Overall, Wiki-LLaVA represents a significant step towards enhancing MLLMs with external knowledge, demonstrating the potential of retrieval-augmented approaches in improving the effectiveness and precision of multimodal models.**Wiki-LLaVA: Hierarchical Retrieval-Augmented Generation for Multimodal LLMs**
This paper introduces Wiki-LLaVA, a novel approach to enhance Multimodal Large Language Models (MLLMs) by integrating external knowledge from multimodal documents. The primary goal is to enable MLLMs to answer questions that require external knowledge, which is often challenging for models relying solely on their internal parameters and pre-trained knowledge.
**Key Contributions:**
1. **Hierarchical Retrieval Pipeline:** Wiki-LLaVA employs a hierarchical retrieval pipeline to identify relevant passages from an external knowledge base, such as Wikipedia, which are then used as additional context for the MLLM.
2. **Model Architecture:** The proposed model, Wiki-LLaVA, integrates this retrieval module without significantly altering the structure of the MLLM, enhancing its ability to generate more precise and contextually rich responses.
3. **Evaluation:** Extensive experiments on datasets like Encyclopedic-VQA and InfoSeek demonstrate the effectiveness of Wiki-LLaVA in improving the accuracy and precision of answers, especially for questions requiring external knowledge.
**Related Work:**
- **Multimodal LLMs:** Recent advancements in MLLMs have shown significant improvements in handling visual and textual inputs, but they still struggle with specific or compositional reasoning tasks.
- **Retrieval-Augmented Language Models:** Techniques like retrieval-augmentation have been applied to expand the input space of language models, improving performance in knowledge-intensive tasks.
- **Knowledge-Based Visual Question Answering:** New benchmarks like EncyclopedicVQA and InfoSeek have raised the bar for visual question answering, requiring models to retrieve information from external sources.
**Methodology:**
- **Knowledge-Based Augmentation:** Wiki-LLaVA enriches the input context of the MLLM with relevant textual data from external memory, conditioning the model's output distribution.
- **Hierarchical Retrieval:** The model uses a two-step process to retrieve appropriate documents and passages from the external knowledge base, enhancing the model's ability to answer complex questions.
**Experiments:**
- **Datasets:** The experiments are conducted on Encyclopedic-VQA and InfoSeek, which contain large datasets of image-question pairs and associated answers.

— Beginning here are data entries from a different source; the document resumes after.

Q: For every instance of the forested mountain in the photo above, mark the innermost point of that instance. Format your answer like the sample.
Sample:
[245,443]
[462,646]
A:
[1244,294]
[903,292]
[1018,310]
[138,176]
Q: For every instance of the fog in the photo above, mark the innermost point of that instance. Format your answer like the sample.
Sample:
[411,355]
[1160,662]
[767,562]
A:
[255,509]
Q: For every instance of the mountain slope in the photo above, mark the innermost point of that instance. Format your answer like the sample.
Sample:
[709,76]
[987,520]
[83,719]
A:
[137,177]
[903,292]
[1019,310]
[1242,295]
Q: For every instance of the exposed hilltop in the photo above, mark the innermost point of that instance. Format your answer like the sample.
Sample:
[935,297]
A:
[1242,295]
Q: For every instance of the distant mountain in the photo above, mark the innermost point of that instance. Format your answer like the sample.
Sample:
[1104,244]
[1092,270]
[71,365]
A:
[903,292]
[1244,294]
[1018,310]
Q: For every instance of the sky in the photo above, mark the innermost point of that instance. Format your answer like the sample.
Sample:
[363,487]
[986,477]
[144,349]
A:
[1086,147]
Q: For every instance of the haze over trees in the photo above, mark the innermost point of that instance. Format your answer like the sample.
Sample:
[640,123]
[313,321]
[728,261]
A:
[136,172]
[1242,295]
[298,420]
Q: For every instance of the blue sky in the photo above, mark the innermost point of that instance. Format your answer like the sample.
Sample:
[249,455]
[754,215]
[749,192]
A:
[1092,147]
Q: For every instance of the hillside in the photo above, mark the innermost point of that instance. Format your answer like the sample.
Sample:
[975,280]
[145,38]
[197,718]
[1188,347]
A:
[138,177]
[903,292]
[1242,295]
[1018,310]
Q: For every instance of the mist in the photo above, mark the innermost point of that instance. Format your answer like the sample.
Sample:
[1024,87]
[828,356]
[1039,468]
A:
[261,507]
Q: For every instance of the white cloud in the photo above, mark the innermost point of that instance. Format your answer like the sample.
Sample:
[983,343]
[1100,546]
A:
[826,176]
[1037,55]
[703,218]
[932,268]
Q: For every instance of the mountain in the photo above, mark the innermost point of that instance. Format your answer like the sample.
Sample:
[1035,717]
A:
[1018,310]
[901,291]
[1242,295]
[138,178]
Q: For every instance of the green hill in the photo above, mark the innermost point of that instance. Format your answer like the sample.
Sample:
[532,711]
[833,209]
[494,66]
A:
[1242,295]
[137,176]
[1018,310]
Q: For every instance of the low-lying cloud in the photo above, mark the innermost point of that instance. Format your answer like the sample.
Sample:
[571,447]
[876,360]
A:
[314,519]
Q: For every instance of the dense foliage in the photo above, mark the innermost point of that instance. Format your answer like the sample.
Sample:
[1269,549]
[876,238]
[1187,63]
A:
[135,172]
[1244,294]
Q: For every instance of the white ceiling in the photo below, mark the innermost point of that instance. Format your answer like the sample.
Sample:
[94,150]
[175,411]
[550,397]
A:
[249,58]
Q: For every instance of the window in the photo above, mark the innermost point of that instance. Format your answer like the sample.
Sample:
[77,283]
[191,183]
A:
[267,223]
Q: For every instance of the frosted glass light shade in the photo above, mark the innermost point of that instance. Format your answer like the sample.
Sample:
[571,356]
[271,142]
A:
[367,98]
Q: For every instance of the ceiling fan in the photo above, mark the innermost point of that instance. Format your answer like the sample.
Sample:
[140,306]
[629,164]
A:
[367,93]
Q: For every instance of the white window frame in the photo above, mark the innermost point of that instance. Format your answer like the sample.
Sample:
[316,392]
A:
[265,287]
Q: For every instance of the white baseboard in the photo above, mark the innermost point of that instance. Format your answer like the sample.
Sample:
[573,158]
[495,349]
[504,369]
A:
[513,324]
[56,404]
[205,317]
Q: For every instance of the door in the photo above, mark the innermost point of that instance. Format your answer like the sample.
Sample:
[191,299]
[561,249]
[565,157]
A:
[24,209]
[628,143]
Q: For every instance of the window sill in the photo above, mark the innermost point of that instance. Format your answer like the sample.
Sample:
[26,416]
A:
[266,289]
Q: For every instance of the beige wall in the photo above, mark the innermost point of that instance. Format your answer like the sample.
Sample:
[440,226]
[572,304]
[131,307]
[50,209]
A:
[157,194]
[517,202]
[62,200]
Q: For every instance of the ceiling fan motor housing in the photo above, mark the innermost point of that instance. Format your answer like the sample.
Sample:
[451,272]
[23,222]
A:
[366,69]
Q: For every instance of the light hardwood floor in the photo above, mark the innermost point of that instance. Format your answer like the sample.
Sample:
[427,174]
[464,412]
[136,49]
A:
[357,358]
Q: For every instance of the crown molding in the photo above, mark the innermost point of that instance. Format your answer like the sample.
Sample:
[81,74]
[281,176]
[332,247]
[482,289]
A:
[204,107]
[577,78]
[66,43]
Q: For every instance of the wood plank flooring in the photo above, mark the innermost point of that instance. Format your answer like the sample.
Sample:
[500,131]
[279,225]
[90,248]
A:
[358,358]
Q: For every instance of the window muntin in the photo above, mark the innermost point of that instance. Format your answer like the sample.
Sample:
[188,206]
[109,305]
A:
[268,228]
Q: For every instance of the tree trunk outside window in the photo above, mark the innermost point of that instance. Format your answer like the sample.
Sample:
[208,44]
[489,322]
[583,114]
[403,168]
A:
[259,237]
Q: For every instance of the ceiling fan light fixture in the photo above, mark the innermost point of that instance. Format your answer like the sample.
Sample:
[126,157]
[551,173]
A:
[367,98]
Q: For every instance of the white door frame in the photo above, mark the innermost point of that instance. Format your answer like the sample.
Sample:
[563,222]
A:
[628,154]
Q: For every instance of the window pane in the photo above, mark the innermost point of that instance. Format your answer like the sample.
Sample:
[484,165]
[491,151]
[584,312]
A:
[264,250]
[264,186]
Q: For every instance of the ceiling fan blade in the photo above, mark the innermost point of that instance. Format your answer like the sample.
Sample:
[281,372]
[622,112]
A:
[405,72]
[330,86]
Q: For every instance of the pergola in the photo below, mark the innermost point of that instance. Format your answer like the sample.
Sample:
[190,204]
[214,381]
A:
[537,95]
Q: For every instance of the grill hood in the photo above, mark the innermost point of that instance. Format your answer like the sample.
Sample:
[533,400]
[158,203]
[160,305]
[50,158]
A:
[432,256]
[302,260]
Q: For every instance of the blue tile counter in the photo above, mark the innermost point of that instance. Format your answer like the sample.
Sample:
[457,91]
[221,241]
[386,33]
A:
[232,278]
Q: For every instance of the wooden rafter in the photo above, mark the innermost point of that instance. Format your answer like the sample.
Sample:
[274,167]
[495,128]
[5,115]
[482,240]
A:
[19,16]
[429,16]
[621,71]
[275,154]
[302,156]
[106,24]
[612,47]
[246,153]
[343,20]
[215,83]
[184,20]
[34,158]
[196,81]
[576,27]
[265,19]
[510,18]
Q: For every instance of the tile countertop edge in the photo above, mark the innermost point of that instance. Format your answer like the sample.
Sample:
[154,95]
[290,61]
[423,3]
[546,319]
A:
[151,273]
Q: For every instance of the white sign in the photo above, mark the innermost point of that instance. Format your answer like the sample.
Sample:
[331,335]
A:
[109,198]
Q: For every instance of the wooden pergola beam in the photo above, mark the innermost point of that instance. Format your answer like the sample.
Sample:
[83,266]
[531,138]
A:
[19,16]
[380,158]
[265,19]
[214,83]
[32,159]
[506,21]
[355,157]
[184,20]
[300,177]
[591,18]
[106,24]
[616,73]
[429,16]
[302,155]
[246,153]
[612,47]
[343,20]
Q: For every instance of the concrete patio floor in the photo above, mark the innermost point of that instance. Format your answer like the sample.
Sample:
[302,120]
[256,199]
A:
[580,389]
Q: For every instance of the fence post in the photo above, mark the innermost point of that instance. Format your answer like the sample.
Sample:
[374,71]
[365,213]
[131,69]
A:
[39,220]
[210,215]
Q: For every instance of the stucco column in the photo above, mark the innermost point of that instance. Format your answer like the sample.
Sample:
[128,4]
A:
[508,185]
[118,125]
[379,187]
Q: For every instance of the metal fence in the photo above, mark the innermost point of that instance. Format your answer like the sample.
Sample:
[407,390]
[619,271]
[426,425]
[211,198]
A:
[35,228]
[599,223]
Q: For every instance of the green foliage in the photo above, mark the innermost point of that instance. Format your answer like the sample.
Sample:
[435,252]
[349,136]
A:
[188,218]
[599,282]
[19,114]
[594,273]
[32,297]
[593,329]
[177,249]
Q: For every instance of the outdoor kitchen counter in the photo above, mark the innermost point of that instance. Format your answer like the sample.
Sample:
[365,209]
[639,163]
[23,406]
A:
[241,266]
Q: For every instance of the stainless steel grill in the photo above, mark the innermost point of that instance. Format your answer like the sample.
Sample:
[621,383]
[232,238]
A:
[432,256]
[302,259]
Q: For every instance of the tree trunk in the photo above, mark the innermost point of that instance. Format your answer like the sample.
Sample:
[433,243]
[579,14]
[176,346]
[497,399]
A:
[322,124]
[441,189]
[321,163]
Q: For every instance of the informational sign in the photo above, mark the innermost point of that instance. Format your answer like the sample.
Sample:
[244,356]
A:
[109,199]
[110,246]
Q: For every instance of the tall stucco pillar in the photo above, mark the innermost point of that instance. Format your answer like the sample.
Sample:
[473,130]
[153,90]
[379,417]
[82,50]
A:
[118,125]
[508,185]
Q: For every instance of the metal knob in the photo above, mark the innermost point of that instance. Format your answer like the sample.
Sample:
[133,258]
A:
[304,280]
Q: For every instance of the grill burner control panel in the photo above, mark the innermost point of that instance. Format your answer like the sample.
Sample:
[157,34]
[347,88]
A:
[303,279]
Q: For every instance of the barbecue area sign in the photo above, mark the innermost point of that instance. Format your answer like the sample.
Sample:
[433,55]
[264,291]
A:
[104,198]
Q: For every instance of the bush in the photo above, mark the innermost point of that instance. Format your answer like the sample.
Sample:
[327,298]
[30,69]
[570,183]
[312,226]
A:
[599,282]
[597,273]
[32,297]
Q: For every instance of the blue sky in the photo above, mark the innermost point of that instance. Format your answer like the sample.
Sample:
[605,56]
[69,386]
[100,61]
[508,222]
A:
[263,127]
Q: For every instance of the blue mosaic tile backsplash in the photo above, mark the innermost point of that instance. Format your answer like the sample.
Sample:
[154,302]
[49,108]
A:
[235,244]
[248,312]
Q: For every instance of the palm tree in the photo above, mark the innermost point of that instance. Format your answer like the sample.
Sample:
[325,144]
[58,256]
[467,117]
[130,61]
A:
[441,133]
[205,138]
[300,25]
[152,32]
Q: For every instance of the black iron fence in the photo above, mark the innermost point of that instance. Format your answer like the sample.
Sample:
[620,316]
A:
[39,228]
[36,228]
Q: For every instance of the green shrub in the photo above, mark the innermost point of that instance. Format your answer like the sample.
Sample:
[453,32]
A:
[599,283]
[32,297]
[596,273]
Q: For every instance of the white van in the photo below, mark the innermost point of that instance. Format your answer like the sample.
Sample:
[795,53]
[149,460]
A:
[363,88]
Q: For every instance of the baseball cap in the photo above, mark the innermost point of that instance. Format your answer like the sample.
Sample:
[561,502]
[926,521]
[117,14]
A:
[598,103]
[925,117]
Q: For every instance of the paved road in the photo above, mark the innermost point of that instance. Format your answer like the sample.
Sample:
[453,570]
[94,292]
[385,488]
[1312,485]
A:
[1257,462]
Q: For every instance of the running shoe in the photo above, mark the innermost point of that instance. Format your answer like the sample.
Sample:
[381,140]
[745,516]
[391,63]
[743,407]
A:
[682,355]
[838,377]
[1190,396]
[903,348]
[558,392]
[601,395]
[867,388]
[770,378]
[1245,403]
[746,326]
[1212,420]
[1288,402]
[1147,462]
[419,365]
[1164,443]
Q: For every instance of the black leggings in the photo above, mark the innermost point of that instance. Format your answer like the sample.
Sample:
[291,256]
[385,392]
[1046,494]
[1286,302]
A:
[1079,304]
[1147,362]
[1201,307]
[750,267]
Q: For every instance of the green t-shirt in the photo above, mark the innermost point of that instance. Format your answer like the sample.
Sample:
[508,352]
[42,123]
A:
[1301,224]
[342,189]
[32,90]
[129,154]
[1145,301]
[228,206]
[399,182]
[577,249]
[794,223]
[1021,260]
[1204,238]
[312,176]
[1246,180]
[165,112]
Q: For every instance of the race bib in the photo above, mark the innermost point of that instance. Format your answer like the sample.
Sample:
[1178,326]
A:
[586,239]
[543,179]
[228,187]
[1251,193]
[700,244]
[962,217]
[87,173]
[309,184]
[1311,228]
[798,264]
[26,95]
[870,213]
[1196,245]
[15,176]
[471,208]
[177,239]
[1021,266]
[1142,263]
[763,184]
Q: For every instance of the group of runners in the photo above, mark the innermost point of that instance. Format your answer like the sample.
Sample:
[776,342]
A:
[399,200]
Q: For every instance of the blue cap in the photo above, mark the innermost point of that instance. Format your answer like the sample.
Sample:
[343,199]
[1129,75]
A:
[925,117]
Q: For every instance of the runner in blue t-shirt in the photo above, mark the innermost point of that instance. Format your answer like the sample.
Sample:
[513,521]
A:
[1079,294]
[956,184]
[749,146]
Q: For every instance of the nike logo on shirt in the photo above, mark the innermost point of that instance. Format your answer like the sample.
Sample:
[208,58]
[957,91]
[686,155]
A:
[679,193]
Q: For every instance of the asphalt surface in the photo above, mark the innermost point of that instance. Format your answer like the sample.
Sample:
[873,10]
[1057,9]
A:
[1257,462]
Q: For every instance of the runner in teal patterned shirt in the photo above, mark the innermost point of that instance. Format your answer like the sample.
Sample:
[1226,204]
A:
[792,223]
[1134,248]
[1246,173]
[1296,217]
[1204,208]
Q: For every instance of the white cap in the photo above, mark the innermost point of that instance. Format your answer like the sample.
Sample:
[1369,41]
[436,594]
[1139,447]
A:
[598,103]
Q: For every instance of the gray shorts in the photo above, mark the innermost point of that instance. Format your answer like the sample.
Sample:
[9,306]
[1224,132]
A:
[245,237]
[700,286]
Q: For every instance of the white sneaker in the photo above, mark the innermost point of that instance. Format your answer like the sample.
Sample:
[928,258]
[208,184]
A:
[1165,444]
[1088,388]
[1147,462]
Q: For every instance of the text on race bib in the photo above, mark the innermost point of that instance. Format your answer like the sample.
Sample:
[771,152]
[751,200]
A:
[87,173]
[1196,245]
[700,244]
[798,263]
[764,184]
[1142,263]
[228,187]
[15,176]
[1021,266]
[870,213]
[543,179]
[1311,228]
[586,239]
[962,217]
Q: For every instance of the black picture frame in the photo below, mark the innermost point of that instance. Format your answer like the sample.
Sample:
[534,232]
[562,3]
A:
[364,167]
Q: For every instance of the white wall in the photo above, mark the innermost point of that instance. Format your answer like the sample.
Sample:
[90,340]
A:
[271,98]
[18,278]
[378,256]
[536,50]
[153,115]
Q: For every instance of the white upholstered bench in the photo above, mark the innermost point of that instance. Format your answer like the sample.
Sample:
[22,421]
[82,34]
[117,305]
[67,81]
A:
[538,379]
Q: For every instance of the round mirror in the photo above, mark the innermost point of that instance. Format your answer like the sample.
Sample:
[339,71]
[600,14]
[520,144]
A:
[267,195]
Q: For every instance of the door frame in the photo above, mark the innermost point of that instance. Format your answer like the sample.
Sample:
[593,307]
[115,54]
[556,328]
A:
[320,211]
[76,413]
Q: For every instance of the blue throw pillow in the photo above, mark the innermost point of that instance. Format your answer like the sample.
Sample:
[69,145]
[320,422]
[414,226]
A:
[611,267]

- **Evaluation:** Results show that Wiki-LLaVA significantly improves the accuracy of answers, especially when using multiple textual chunks as additional context. The model also maintains the proficiency of the original MLLM across different tasks.
**Limitations and Future Work:**
- The study highlights the need for further research in defining proper embedding spaces for document retrieval and improving the model's ability to select relevant documents and passages.
Overall, Wiki-LLaVA represents a significant step towards enhancing MLLMs with external knowledge, demonstrating the potential of retrieval-augmented approaches in improving the effectiveness and precision of multimodal models.